By Tim Graettinger, June 2012.
Practitioners, business users, developers, and academics love new data mining tools and methods. And yet, successful data mining requires much more than powerful tools. For all the strides that data mining tools have made during my 20-year career, using them well and interpreting their results still requires hard work and serious, critical thought. Remember, "A fool with a tool is still a fool[f1]."
That's why I've been writing a series of articles on the nuts and bolts of data mining. In this series, we're reviewing what it takes to be successful with data mining, what the common pitfalls are, how to avoid or remedy problems, and how to interpret results.

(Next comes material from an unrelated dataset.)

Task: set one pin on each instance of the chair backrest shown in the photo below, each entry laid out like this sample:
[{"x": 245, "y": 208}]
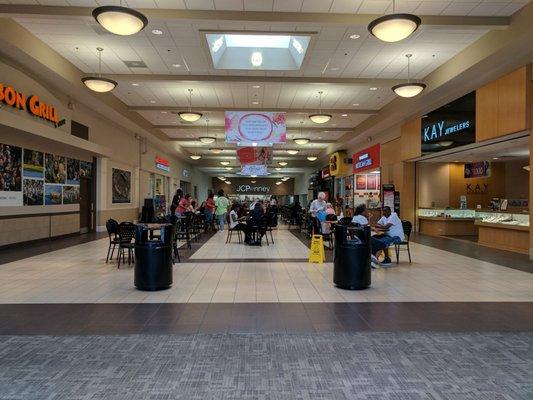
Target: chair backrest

This article adresses a real workhorse for data mining and analysis, the histogram. Histograms are bar charts that display the frequency distribution of a numeric quantity, like home value or income. The most famous frequency distribution is the classic bell-shaped curve, also known as the "normal" distribution[f2]. Although the bell-shaped histogram is well-known and well understood mathematically, it does not occur that often in actual real-world practice. Among the histograms encountered most frequently in practice are the following: "money", "count", and "outlier". We will look at each one of them in turn.
The Money Histogram
"Money" histograms arise in practice when financial data are plotted. The data are usually transaction amounts - home values, salaries, prices paid for products, gift amounts donated to a charity - that are always positive. Figure 1 displays a sample of home values. There is a left-hand "wall" at 0, and the data pushes out to the right to higher and higher positive values. Notice that there are so few of the very high values that they don't even show up on the chart.